Unter Verbeek läuft Nürnberg sieben Kilometer mehr

"Nach 25 Minuten habe ich gehofft, dass wir nur mit einem 0:1-Rückstand in die Pause gehen", sagte Lucien Favre nach dem 3:1-Erfolg über die Franken. Gladbachs Coach hat der forsche Aufritt der Gäste "nicht überrascht", Fohlen-Profi Granit Xhaka sprach dem Gegner ein "Riesenkompliment" aus. Nürnberg dominierte in der ersten Halbzeit das Spielgeschehen, das Resultat einer taktischen Neuausrichtung. Der Auftritt beim Tabellen-Vierten vermittelte einen ersten Eindruck davon, wo die Reise mit dem Niederländer hingehen könnte.



Verbeek sitzt zwar erst seit drei Wochen auf der "Club"-Trainerbank, setzte jedoch schon erste Duftmarken. Gegen Gladbach offenbarte sich Plan des neuen Coaches eindrucksvoll. Die Franken schafften es als krisengebeutelter Tabellenletzter, enorm heimstarke Borussen 60 Minuten lang in allen Belangen zu beherrschen. Ein Grund für diese sichtbare Leistungssteigerung erscheint auf dem ersten Blick relativ simpel: Der Niederländer animierte seine Zöglinge schlicht dazu mehr Kilometer abzuspulen. Im Schnitt legten die Franken unter Verbeek 123,7 Kilometer zurück, vor seinem Engagement waren es dagegen nur 116 Kilometer.

Neben der erhöhten Laufleistung drehte Verbeek im taktischen Bereich an den richtigen Stellschrauben. Auffällig hoch verteidigten die Nürnberger beim VfL, pressten früh und erzwangen somit immer wieder gegnerische Ballverluste. Im Schnitt waren die FCN-Profis 40,6 Meter von der eigenen Torauslinie entfernt, an den ersten neun Spieltagen lag dieser Wert gerade einmal bei 36 Metern. "Wenn wir zu viel nach hinten laufen, ist das nicht gut für diese Mannschaft", begründete der Niederländer diese Maßnahme und lässt deshalb seine Elf lieber in der gegnerischen Hälfte verteidigen, als in der eigenen.

Nürnberg geht die Puste aus



Die neue offensive Spielausrichtung ist Manager Martin Bader nicht entgangen: "Wir sehen, was Gertjan Verbeek vor hat. Wir spielen ganz anderen Fußball, versuchen vorne unser Heil zu suchen". War der FCN-Fußball in den letzten Jahren unter Trainern wie Dieter Hecking oder Michael Wiesinger auf Kontrolle und Reaktion ausgelegt, zeigten die Nürnberger daheim gegen Freiburg und in Gladbach ein ganz anderes Gesicht.
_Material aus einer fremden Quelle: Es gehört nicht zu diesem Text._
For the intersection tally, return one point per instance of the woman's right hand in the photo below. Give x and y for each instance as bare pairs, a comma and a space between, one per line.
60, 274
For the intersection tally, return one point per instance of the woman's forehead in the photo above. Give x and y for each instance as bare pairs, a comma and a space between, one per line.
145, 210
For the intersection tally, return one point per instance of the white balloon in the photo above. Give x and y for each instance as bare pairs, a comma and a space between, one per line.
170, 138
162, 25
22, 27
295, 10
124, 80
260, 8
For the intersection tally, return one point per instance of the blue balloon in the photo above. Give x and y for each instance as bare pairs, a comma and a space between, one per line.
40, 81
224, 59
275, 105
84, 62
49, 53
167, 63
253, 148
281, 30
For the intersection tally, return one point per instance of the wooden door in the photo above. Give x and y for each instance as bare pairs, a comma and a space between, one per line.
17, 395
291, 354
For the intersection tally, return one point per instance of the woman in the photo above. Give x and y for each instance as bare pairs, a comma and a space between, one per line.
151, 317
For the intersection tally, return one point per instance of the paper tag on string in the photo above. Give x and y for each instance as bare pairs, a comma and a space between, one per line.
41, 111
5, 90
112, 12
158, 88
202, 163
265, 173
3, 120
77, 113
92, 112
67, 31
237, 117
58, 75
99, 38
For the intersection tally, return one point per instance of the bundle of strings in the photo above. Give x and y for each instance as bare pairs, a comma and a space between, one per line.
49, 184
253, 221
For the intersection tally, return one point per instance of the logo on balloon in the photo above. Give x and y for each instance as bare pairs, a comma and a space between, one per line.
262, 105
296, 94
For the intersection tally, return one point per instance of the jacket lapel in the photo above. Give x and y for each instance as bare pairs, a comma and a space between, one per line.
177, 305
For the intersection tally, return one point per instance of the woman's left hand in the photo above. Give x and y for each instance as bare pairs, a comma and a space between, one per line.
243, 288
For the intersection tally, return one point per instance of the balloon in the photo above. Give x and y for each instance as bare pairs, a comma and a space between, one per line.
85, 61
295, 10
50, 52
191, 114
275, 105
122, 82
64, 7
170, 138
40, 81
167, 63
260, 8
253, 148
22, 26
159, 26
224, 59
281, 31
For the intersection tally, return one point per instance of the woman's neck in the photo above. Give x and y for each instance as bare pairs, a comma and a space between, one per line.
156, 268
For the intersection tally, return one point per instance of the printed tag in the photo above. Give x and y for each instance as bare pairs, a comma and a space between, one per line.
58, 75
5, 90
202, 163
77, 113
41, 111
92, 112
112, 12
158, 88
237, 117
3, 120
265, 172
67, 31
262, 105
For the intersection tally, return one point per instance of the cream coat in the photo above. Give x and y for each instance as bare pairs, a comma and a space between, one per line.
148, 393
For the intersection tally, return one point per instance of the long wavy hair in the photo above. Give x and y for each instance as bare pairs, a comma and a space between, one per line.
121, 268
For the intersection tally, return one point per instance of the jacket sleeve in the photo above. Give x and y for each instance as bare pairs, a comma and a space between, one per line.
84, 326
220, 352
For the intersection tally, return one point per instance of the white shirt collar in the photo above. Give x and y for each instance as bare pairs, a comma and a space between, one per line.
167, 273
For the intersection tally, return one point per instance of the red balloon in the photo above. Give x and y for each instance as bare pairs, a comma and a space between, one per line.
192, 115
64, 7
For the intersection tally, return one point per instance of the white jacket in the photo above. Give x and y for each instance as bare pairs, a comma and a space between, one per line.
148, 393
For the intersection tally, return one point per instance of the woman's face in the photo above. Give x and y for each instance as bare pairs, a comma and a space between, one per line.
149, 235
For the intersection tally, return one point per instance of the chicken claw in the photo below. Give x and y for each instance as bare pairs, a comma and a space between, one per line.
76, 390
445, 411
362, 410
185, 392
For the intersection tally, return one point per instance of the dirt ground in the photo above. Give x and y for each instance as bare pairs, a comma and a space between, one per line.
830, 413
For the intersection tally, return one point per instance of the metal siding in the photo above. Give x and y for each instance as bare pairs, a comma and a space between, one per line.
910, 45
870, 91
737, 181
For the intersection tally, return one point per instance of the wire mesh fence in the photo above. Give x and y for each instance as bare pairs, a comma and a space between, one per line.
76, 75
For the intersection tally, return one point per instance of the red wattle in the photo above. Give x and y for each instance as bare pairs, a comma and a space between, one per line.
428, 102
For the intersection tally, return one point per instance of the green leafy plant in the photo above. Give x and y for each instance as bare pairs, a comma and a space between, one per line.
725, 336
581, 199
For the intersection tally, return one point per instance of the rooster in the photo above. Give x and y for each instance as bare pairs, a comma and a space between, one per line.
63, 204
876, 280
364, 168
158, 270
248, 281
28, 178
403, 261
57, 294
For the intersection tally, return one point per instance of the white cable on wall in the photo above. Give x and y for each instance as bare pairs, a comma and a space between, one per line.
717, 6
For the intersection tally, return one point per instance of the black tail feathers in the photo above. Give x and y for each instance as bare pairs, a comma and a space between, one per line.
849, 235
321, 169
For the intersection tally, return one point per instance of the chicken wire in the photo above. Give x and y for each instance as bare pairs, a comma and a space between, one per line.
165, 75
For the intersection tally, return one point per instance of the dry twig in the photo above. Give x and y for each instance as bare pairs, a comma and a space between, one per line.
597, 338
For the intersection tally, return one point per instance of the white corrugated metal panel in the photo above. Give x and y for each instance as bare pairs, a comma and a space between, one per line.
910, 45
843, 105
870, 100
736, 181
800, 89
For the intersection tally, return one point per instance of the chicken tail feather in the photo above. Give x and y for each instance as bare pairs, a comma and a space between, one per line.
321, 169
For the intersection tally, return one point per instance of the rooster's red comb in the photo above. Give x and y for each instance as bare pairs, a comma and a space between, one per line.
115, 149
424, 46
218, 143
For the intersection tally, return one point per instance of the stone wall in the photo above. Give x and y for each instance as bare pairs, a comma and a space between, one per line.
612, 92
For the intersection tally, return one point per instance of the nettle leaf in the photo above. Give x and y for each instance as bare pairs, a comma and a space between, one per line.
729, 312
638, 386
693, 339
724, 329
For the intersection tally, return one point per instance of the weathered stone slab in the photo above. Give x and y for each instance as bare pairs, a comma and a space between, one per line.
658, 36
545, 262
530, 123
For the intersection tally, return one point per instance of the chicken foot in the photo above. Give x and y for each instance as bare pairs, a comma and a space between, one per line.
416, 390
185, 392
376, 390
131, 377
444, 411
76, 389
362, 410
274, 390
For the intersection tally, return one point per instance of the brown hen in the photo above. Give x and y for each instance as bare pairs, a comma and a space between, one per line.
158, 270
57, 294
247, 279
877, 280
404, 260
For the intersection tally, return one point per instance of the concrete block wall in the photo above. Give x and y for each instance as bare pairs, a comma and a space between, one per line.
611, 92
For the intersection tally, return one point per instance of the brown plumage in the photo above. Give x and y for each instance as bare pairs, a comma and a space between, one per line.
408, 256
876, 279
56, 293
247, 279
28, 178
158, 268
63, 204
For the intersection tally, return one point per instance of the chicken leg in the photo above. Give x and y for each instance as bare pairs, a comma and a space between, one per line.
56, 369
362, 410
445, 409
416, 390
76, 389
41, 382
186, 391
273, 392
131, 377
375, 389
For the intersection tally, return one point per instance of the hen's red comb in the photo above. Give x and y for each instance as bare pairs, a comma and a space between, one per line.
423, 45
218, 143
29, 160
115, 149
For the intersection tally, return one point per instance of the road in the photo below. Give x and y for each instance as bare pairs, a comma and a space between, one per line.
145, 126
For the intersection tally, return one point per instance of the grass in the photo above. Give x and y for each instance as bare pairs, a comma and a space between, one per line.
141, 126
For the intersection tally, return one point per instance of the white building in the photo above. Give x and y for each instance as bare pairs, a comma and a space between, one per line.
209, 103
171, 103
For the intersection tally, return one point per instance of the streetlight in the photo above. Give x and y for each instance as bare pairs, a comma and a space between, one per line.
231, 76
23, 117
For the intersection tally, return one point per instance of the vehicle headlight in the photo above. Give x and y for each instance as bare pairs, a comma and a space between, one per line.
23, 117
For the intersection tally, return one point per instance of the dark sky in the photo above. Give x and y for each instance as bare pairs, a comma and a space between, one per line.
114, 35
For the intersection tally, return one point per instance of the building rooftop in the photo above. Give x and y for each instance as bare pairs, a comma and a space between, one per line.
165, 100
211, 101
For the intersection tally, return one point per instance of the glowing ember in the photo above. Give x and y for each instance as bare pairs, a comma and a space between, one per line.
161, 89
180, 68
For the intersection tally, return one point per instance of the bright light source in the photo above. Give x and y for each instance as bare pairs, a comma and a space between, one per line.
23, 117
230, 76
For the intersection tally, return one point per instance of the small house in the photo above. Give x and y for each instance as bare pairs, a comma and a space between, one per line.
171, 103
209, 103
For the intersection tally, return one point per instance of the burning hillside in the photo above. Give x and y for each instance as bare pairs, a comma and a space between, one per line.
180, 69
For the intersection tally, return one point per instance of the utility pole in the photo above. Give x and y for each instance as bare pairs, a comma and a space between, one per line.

Das Team spielte forsch und zielstrebig nach vorne, gab im Schnitt 15 Torschüsse ab - das sind fünf mehr als an den ersten neun Spieltagen. Sturmspitze Josip Drmic profitiert davon enorm. Er hat ohnehin Stürmerkollege Daniel Ginczek, der zwischenzeitlich verletzt ausfiel, den Rang abgelaufen. Der Schweizer traf in dieser Saison im Schnitt mit jedem dritten Torschuss, hat bereits fünf Treffer auf dem Konto. Mit der offensiveren Marschroute wird Drmic noch mehr gesucht und direkter angespielt.

Der Vollgas-Fussball hat allerdings auch seine Schattenseiten. So ging dem FCN vor allem gegen Freiburg und Gladbach nach 60 bis 70 Minuten die Puste aus. "Nürnberg hat in der ersten Halbzeit sehr gut gespielt, aber das konnten sich nicht über 90 Minuten durchhalten", resümierte Favre. Erschwerend kommt hinzu, dass die Torausbeute in den Drangphasen einfach zu gering ausfiel. Nur zwei Treffer erzielte der FCN in den Spielen gegen Stuttgart, Freiburg und Gladbach insgesamt.

"Das Ergebnis ist negativ, aber der Prozess stimmt zufrieden"



Dass der Club sich jedoch überhaupt Chancen herausspielt, ist ein großer Verdienst des neuen Übungsleiters. Verbeeck hat beim "Club" etwas bewegt, nur der Ertrag stimmt noch nicht. "Das Ergebnis ist negativ, aber der Prozess stimmt zufrieden", schaut der Niederländer optimistisch nach vorne.
Seine Spieler sehen das genauso. "Das Blatt wird sich schon irgendwann wenden. Zum Aufgeben ist es zu früh", so Emanuel Pogatetz.

Von Frust ist also nichts zu spüren. Das Punktekonto ist zwar fast noch blank, allerdings haben die Nürnberger wichtige Bausteine hinzugewonnen: Mehr Kilometer fressen und mit Selbstvertrauen eine offensivere Spielphilosophie wagen. Werden die positiven Ansätze bestätigt, die konditionellen Schwächen ausgemerzt und die Chancen kaltschnäuziger genutzt, wird sich Verbeeks Handschrift bald auch in den Ergebnissen widerspiegeln.